Focused glycomic analysis of the N-linked glycan biosynthetic pathway in ovarian cancer

Abstract

Epithelial ovarian cancer is the deadliest female reproductive tract malignancy in Western countries. Less than 25% of cases are diagnosed when the cancer is confined, however, pointing to the critical need for early diagnostics for ovarian cancer. Identifying the changes that occur in the glycome of ovarian cancer cells may provide an avenue to develop a new generation of potential biomarkers for early detection of this disease. We performed a glycotranscriptomic analysis of endometrioid ovarian carcinoma using human tissue, as well as a newly developed mouse model that mimics this disease. Our results show that the N-linked glycans expressed in both nondiseased mouse and human ovarian tissues are similar; moreover, malignant changes in the expression of N-linked glycans in both mouse and human endometrioid ovarian carcinoma are qualitatively similar. Lectin reactivity was used as a means for rapid validation of glycan structural changes in the carcinomas that were predicted by the glycotranscriptome analysis. Among several changes in glycan expression noted, the increase of bisected N-linked glycans and the transcripts of the enzyme responsible for its biosynthesis, GnT-III, was the most significant. This study provides evidence that glycotranscriptome analysis can be an important tool in identifying potential cancer biomarkers.

Figure 1

Transcript analysis of enzymes acting in the N-linked pathway for normal ovary. (A) N-linked glycosylation pathway with enzymes included in analysis numbered as follows: 1, MGAT1; 2, MAN2A1 (Man II) or MAN2A2 (Man IIx); 3, FUT8; 4, MGAT2; 5, MGAT3; 6, MGAT4a or MGAT4b; 7, MGAT5. (B) Relative transcript levels for normal human ovary tissue, average Ct for two pooled cases. Error bars represent the SD from the mean for triplicate Ct values. (C) Relative transcript levels for normal mouse ovary, average Ct for six pooled normal ovaries.

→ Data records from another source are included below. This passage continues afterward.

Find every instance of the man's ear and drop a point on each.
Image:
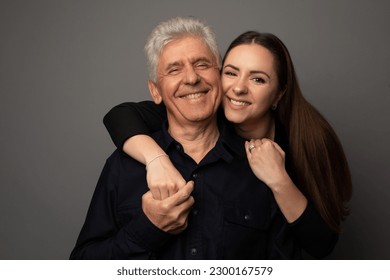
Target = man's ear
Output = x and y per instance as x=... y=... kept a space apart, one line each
x=154 y=92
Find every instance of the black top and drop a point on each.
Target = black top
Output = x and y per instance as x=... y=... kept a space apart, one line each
x=129 y=119
x=234 y=216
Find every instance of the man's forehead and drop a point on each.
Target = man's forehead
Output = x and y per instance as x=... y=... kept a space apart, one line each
x=186 y=49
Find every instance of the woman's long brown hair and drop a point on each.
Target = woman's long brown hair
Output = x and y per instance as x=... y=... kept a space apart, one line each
x=317 y=158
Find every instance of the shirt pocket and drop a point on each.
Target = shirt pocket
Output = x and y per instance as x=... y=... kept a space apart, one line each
x=245 y=231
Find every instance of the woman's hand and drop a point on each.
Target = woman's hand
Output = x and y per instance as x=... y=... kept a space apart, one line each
x=267 y=161
x=163 y=178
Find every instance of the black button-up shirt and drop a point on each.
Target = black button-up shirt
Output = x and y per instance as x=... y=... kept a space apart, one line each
x=234 y=216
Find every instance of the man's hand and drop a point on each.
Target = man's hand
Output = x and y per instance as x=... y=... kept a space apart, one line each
x=163 y=178
x=170 y=214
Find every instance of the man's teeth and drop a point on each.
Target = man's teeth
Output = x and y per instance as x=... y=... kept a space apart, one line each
x=239 y=103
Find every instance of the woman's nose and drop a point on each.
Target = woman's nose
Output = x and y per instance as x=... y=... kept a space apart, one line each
x=240 y=88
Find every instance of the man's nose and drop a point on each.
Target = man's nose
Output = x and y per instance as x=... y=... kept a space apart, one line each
x=191 y=76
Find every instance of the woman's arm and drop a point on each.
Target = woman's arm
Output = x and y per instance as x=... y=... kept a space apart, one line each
x=131 y=118
x=129 y=125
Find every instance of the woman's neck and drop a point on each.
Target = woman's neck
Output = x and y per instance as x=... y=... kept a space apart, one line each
x=264 y=128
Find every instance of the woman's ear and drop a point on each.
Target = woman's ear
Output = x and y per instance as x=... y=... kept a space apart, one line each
x=280 y=95
x=154 y=92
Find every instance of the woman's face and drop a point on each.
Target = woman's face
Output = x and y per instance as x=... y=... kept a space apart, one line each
x=250 y=85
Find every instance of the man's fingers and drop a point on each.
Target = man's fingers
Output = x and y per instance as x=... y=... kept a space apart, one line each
x=183 y=194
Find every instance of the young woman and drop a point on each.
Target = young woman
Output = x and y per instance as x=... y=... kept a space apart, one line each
x=290 y=146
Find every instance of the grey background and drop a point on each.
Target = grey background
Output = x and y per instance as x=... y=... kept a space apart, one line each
x=64 y=64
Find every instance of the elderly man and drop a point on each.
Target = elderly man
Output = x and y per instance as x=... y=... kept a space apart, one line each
x=224 y=211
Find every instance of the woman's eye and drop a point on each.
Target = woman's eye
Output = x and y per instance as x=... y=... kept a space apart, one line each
x=229 y=73
x=259 y=80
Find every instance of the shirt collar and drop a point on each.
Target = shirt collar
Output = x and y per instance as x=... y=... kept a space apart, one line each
x=228 y=146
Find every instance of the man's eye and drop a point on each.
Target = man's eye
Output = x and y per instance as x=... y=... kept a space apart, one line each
x=202 y=66
x=173 y=71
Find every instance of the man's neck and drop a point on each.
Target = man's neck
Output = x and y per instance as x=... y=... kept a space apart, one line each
x=197 y=139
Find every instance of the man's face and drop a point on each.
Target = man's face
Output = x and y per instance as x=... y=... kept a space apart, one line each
x=188 y=81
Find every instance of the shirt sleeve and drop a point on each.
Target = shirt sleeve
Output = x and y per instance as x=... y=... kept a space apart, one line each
x=131 y=118
x=313 y=234
x=103 y=238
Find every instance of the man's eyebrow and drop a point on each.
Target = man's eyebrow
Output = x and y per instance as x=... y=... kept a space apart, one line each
x=201 y=59
x=251 y=72
x=173 y=64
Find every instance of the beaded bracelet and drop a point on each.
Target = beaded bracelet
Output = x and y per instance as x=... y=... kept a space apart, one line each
x=156 y=157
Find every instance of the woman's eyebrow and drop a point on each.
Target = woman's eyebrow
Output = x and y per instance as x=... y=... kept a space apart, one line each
x=251 y=72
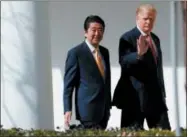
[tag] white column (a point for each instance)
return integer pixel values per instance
(26, 89)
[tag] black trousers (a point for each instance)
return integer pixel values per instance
(96, 125)
(136, 120)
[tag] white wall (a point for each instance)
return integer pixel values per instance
(26, 78)
(66, 24)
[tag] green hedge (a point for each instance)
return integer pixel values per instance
(111, 132)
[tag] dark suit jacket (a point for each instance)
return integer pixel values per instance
(92, 92)
(141, 85)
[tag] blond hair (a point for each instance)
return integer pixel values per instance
(147, 7)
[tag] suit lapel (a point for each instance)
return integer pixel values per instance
(91, 60)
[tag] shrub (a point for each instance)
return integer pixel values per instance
(92, 132)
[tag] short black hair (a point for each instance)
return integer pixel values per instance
(91, 19)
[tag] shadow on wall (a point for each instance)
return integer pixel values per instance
(17, 66)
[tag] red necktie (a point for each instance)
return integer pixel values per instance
(99, 62)
(153, 49)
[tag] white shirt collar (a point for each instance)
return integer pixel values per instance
(91, 47)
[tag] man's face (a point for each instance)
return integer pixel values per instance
(145, 20)
(94, 33)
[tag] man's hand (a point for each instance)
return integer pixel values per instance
(142, 46)
(67, 117)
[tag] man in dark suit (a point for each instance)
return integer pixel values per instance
(87, 71)
(140, 91)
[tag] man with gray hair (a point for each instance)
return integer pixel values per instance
(140, 91)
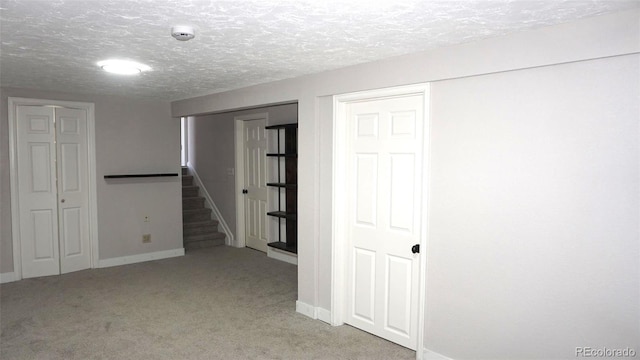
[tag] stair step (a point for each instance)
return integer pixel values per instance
(192, 203)
(194, 245)
(190, 191)
(187, 180)
(202, 237)
(196, 215)
(199, 230)
(195, 224)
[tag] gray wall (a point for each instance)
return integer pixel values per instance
(132, 136)
(212, 152)
(533, 222)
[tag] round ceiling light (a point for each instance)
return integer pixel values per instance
(123, 67)
(183, 32)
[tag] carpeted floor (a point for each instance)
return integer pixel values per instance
(217, 303)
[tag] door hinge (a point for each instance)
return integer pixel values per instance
(415, 248)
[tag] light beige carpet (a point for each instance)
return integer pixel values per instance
(217, 303)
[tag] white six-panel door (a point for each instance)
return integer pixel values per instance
(384, 171)
(255, 146)
(73, 199)
(53, 190)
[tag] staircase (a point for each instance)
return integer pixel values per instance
(199, 230)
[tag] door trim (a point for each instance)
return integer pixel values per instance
(13, 103)
(240, 239)
(340, 198)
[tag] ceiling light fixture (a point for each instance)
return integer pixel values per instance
(183, 32)
(123, 67)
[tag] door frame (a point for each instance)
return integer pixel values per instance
(239, 121)
(339, 236)
(13, 103)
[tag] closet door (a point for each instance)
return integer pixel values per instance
(53, 190)
(73, 195)
(37, 191)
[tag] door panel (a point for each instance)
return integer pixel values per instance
(73, 189)
(37, 191)
(385, 168)
(255, 146)
(53, 191)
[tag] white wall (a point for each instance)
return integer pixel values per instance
(533, 222)
(132, 136)
(541, 224)
(212, 152)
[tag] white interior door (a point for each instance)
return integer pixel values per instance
(384, 171)
(73, 195)
(255, 182)
(37, 191)
(53, 190)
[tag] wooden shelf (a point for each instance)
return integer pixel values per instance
(284, 185)
(283, 155)
(283, 246)
(128, 176)
(282, 126)
(283, 215)
(287, 186)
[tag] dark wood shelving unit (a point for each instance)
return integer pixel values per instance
(289, 185)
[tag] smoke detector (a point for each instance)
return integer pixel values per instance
(183, 32)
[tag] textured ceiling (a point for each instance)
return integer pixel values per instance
(55, 44)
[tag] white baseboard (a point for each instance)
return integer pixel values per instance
(7, 277)
(282, 255)
(306, 309)
(324, 315)
(229, 239)
(432, 355)
(132, 259)
(316, 313)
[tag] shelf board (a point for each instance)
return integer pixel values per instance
(283, 215)
(282, 126)
(283, 155)
(127, 176)
(288, 186)
(283, 246)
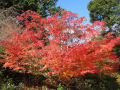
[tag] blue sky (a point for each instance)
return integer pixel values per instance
(76, 6)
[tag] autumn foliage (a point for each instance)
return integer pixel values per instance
(61, 45)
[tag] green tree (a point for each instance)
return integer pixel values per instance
(105, 10)
(43, 7)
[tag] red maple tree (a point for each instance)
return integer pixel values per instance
(60, 45)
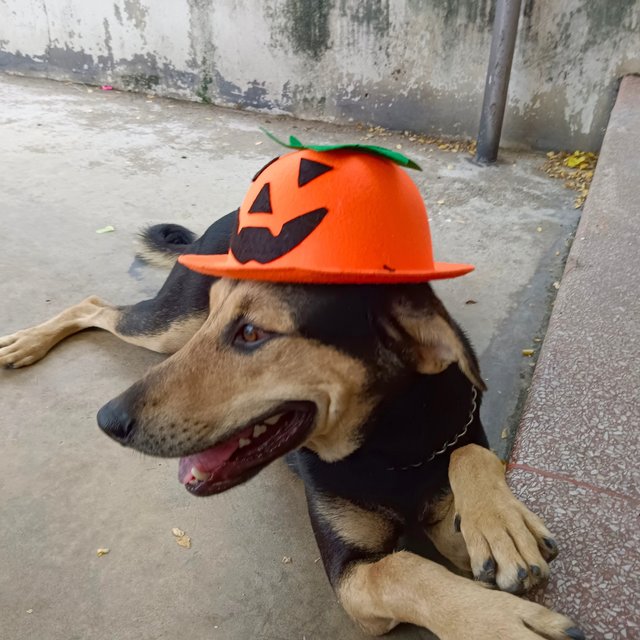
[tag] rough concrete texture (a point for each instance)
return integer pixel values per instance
(75, 160)
(575, 460)
(405, 64)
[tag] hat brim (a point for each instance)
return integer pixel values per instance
(223, 266)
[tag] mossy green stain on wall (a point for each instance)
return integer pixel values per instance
(479, 13)
(372, 14)
(307, 23)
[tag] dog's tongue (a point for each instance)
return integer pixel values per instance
(208, 461)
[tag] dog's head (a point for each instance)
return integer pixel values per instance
(276, 367)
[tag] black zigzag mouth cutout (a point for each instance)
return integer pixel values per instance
(259, 244)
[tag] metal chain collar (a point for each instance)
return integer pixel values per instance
(449, 443)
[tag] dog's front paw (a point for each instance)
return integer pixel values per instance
(23, 348)
(507, 544)
(490, 615)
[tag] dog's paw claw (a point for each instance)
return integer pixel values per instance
(551, 549)
(488, 573)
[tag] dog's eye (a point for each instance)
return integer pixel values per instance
(250, 335)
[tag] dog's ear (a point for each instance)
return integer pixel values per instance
(425, 329)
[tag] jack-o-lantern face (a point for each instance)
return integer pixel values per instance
(339, 216)
(266, 243)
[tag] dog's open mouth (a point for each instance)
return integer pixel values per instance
(249, 450)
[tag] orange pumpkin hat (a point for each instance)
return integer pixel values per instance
(348, 214)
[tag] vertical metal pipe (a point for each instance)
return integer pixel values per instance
(503, 41)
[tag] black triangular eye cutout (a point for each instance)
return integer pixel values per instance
(262, 203)
(310, 170)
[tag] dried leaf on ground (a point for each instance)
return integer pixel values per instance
(576, 169)
(184, 541)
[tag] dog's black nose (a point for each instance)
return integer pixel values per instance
(115, 421)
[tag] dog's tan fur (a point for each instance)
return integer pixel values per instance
(27, 346)
(403, 587)
(355, 526)
(493, 522)
(200, 403)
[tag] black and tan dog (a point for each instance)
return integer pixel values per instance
(374, 393)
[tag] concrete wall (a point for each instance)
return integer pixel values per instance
(403, 64)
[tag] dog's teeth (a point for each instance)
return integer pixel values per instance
(258, 430)
(200, 475)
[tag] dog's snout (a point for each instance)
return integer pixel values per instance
(116, 421)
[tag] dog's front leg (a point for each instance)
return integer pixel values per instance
(380, 589)
(507, 544)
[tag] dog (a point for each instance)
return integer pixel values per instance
(373, 393)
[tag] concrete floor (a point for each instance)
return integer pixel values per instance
(75, 159)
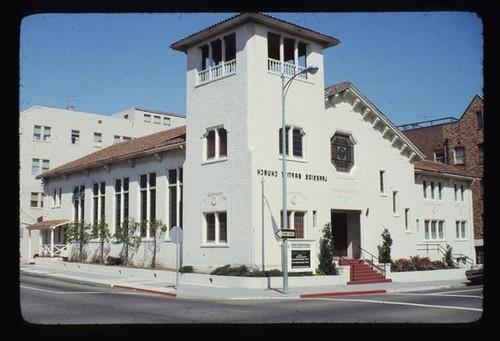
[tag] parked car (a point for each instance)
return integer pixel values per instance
(475, 274)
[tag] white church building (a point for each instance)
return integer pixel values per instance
(219, 177)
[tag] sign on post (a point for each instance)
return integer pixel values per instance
(285, 233)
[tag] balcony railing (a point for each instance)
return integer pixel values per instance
(57, 250)
(216, 72)
(276, 66)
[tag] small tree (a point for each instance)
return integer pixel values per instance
(326, 264)
(385, 251)
(78, 232)
(126, 234)
(156, 229)
(100, 230)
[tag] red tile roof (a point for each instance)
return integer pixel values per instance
(439, 167)
(122, 150)
(326, 40)
(46, 224)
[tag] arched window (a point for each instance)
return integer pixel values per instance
(342, 152)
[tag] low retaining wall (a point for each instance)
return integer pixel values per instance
(204, 279)
(430, 275)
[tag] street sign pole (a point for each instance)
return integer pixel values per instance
(176, 238)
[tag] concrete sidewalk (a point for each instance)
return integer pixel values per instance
(204, 291)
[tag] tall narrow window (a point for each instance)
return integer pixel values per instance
(99, 202)
(479, 119)
(394, 202)
(382, 181)
(342, 152)
(460, 155)
(147, 184)
(407, 219)
(121, 201)
(439, 155)
(75, 136)
(79, 203)
(216, 227)
(216, 144)
(175, 197)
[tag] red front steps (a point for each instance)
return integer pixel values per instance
(362, 273)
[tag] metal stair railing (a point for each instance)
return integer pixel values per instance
(457, 257)
(371, 262)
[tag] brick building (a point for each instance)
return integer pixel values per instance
(458, 142)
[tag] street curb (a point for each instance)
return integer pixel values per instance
(344, 293)
(144, 290)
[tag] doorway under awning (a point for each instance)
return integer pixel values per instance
(49, 246)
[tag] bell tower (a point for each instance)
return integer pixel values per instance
(235, 70)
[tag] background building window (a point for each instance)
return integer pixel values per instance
(97, 139)
(342, 152)
(460, 155)
(439, 155)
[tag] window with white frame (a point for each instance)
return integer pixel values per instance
(79, 203)
(286, 55)
(41, 133)
(97, 140)
(99, 201)
(174, 197)
(407, 219)
(216, 227)
(395, 204)
(296, 221)
(434, 229)
(342, 152)
(459, 155)
(39, 166)
(121, 201)
(461, 229)
(218, 59)
(215, 144)
(75, 136)
(147, 187)
(56, 197)
(294, 141)
(36, 200)
(382, 181)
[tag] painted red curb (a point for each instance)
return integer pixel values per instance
(344, 293)
(146, 290)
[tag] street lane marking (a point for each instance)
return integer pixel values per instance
(402, 303)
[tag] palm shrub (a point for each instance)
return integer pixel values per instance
(101, 231)
(157, 228)
(126, 234)
(326, 264)
(385, 250)
(78, 232)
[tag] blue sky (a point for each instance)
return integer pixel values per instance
(414, 66)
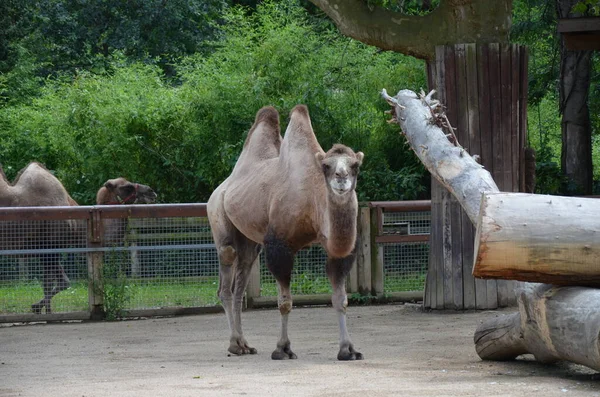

Error bars represent the SD from the mean for triplicate Ct values.

Figure 2

Comparative analysis of normal and endometrioid ovarian carcinoma. (A) Relative transcript abundance for mouse normal and ovarian tumors plotted on a log scale. Error bars represent the SD from the mean for triplicate Ct values. (B) Relative transcript abundance for human normal and ovarian tumors plotted on a log scale. Error bars represent the SD from the mean for triplicate Ct values.

Figure 3

Oligosaccharides determinants for lectin binding affinity. Examples of structures with important binding determinants from each lectin circled.

Figure 4

Lectin blot analysis of glycoproteins from mouse and human endometrioid ovarian carcinoma. (A) Glycoproteins extracted from mouse endometrioid ovarian tumors (lanes 2, 4, 6, and 8) or normal mouse ovary (lanes 1, 3, 5, and 7) that were nonadherent to Con A were separated on 4–12% Bis-Tris gels before transfer to PVDF membrane and detection using biotinylated lectins and streptavidin–HRP. Panel below shows the densitometry analysis of bands from normal (NL) or ovarian tumor (OT) in the 49–250 kDa range from the blots shown above with normal set at 1.0 for comparison. Fold increase was adjusted for lectin pull-down inputs based on the levels of ERK2 on a 10% input blot (data not shown). (B) Glycoproteins nonadherent to Con A from human endometrioid ovarian cancer cases (711, 741, and 471) and normal human ovary (NL) were separated on 4–12% Bis-Tris gels before lectin blot detection as described. The panel below represents the densitometry results for glycoproteins 49–250 kDa relative to normal set at 1.0. Increases relative to normal were adjusted for input using ERK2 analysis form 10% input blots (data not shown).